В начале 1803 года Сенат, по инициативе графа Северина Потоцкого, убежденного в искренности либеральных /25/ взглядов императора, вздумал воспользоваться предоставленным ему законом правом всеподданнейших представлений. Дело касалось обязательной 12-летней службы дворян унтер-офицерского звания, не дослужившихся до офицерства. Доклад по этому вопросу министра военно-сухопутных сил был высочайше утвержден 5-го декабря 1802 года; состоявшийся затем указ прошел в общем собрании Сената без всякого замечания и был отослан в военную коллегию для исполнения.

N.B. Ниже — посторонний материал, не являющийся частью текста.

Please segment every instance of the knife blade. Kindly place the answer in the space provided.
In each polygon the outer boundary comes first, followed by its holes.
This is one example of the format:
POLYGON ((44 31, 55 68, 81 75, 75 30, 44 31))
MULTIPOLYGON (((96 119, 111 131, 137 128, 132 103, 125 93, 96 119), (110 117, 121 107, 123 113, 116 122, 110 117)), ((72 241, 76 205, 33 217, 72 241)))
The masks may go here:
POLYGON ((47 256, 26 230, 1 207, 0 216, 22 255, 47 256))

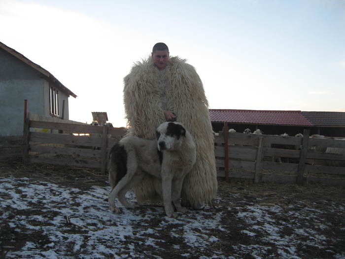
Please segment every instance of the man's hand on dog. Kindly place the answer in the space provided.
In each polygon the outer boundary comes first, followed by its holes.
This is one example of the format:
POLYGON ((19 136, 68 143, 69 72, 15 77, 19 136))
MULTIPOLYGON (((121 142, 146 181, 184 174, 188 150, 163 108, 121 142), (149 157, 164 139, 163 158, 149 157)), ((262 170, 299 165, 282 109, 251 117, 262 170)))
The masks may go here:
POLYGON ((176 120, 176 115, 170 111, 165 111, 164 116, 167 121, 175 121, 176 120))

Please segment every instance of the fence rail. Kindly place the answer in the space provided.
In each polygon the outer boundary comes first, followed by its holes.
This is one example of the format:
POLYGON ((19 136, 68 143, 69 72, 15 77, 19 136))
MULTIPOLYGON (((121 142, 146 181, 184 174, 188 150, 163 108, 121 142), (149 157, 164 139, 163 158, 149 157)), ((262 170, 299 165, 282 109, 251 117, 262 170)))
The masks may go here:
POLYGON ((109 126, 46 119, 29 113, 25 120, 24 162, 99 168, 104 173, 110 148, 126 132, 109 126))
MULTIPOLYGON (((110 148, 126 133, 124 128, 48 120, 28 114, 24 123, 24 162, 99 168, 104 173, 110 148)), ((217 175, 227 180, 345 186, 345 152, 325 151, 327 148, 345 150, 345 141, 310 138, 309 134, 305 131, 303 138, 298 138, 220 133, 214 138, 217 175), (335 166, 335 163, 343 166, 335 166)))
POLYGON ((309 131, 305 131, 303 138, 220 133, 215 136, 214 145, 220 177, 256 183, 318 182, 345 186, 345 141, 310 138, 309 131), (326 152, 327 148, 342 151, 326 152), (277 161, 277 158, 282 161, 277 161), (334 166, 335 163, 340 166, 334 166))

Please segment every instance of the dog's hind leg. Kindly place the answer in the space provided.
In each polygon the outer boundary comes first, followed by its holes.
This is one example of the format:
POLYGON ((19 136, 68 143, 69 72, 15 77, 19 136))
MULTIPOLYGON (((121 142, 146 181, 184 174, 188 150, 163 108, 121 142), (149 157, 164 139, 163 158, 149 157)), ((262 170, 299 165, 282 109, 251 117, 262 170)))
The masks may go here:
POLYGON ((141 172, 140 169, 138 169, 135 175, 132 177, 131 181, 119 191, 117 197, 120 202, 121 202, 121 204, 125 206, 125 207, 131 209, 133 209, 136 207, 135 204, 129 202, 126 198, 126 193, 127 193, 127 191, 131 188, 138 185, 144 178, 144 175, 145 173, 144 172, 141 172))
POLYGON ((184 178, 179 178, 172 181, 172 203, 173 203, 176 210, 178 212, 185 213, 187 211, 187 209, 181 206, 181 191, 183 179, 184 178))
POLYGON ((126 199, 125 195, 127 190, 129 189, 127 186, 131 186, 132 178, 136 176, 137 170, 138 163, 135 160, 133 161, 130 164, 128 164, 127 173, 109 194, 108 197, 109 208, 113 212, 115 213, 121 212, 121 210, 115 206, 115 199, 116 197, 118 197, 119 201, 125 207, 127 207, 127 206, 130 208, 133 207, 133 205, 131 205, 131 203, 128 202, 126 199))
POLYGON ((172 176, 170 169, 162 169, 162 187, 163 193, 163 203, 167 216, 169 218, 177 218, 177 214, 174 212, 172 201, 172 176))

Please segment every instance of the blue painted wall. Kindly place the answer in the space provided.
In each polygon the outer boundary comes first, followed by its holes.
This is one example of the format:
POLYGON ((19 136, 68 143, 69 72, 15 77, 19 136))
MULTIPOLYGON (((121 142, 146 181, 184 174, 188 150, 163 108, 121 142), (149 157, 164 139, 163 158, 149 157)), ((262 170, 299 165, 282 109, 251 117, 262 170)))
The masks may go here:
MULTIPOLYGON (((28 112, 49 116, 49 89, 38 71, 0 48, 0 137, 23 134, 25 99, 28 112)), ((60 115, 64 100, 64 118, 68 119, 68 96, 59 94, 60 115)))

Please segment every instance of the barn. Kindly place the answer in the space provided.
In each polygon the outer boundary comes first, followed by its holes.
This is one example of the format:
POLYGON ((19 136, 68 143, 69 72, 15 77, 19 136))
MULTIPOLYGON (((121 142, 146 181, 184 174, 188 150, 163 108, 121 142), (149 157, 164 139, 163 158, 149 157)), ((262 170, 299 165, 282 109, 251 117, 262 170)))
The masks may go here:
POLYGON ((227 123, 237 132, 259 128, 265 134, 295 136, 309 129, 311 135, 345 138, 345 112, 210 109, 209 114, 215 132, 222 131, 227 123))
POLYGON ((24 100, 36 114, 69 119, 76 95, 50 73, 0 42, 0 137, 23 134, 24 100))

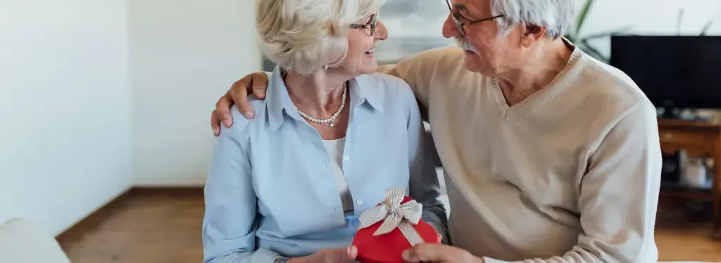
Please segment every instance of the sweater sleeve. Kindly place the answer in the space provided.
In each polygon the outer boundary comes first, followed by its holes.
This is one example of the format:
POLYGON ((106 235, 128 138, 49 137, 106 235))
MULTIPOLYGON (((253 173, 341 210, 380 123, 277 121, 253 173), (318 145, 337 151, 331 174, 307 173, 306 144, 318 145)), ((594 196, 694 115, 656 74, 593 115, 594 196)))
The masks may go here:
POLYGON ((661 161, 655 110, 647 104, 636 105, 590 158, 580 183, 583 232, 578 244, 559 257, 516 262, 655 262, 654 223, 661 161))

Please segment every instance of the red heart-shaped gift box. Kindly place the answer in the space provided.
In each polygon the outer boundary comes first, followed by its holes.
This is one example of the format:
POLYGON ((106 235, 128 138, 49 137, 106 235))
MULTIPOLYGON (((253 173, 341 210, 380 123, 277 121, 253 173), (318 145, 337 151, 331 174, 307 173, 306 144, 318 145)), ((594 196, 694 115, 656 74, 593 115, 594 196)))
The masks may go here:
MULTIPOLYGON (((412 200, 411 197, 405 197, 401 202, 405 203, 412 200)), ((390 233, 384 235, 373 236, 373 233, 381 226, 383 221, 372 226, 360 228, 355 233, 353 245, 358 248, 358 254, 355 261, 359 263, 404 263, 401 254, 410 249, 411 244, 403 233, 396 228, 390 233)), ((433 227, 423 220, 413 226, 418 235, 426 243, 441 243, 438 233, 433 227)))

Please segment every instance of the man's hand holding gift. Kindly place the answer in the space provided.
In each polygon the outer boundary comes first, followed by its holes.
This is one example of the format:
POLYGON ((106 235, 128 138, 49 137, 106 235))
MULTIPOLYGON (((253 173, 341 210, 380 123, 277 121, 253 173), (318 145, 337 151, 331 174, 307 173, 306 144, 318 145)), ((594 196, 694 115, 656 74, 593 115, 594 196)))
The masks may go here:
POLYGON ((403 251, 406 262, 484 263, 483 259, 455 246, 421 244, 403 251))

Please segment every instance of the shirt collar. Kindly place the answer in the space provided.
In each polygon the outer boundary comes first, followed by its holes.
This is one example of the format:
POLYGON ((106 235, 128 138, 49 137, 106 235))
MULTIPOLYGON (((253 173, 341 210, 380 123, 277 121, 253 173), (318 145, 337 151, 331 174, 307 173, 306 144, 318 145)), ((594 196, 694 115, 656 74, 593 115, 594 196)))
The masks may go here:
MULTIPOLYGON (((367 104, 371 108, 383 112, 383 92, 380 85, 368 75, 361 75, 351 79, 348 92, 350 94, 350 105, 357 106, 367 104)), ((265 93, 267 105, 268 122, 273 130, 278 130, 283 125, 285 115, 293 119, 304 120, 293 109, 293 102, 288 94, 286 83, 283 80, 280 68, 278 66, 273 71, 268 80, 267 91, 265 93)))

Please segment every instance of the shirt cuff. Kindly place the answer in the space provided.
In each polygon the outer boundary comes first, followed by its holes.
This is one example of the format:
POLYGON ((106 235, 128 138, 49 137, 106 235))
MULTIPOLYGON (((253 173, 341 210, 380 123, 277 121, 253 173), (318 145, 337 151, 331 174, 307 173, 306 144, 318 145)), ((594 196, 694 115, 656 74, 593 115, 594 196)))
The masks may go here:
POLYGON ((253 260, 251 261, 251 263, 274 263, 275 259, 280 257, 282 256, 280 254, 268 249, 258 249, 255 253, 253 253, 253 260))
POLYGON ((448 244, 448 235, 446 235, 446 231, 444 231, 443 228, 435 226, 438 223, 437 222, 426 221, 425 223, 430 226, 431 228, 433 228, 433 230, 435 231, 436 233, 441 235, 441 244, 444 245, 448 244))

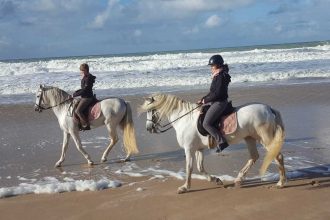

Вслед затем, 16-го января 1803 года, в общем собрании Сената прочитана была записка, содержащая в себе критику доклада военной коллегии, нарушившего права дворянства, которые Александр торжественно признал и удостоверил «коренным и непреложным законом». В заключение граф Потоцкий обращался к своим сотоварищам-сенаторам с увещанием не бояться злобы сильных и не колебаться, «когда священный глас должности взывает».

Поступок графа Потоцкого возбудил в обществе множество толков даже в провинции. В Москве мнение Потоцкого, как пишет Державин,

«знатное и, можно сказать, глупое дворянство приняло с восхищением, так что в многолюдных собраниях клали его списки на голову и пили за здоровье графа Потоцкого, почитая его покровителем российского дворянства и защитником от угнетения, а глупейшие или подлейшие души не устыдились бюсты Державина (министра юстиции) и Вязмитинова (военного м-ра), яко злодеев, выставить на перекрестках, замарав их дерьмом для поругания, не проникая в то, что попущением молодого дворянства в праздность, негу и своевольство без службы подкапывались враги отечества под главную защиту государства».

Находя мнение Потоцкого возмутительным по отношению к самодержавной власти, Державин счел нужным испросить «высочайшую волю», вносить ли его в Сенат.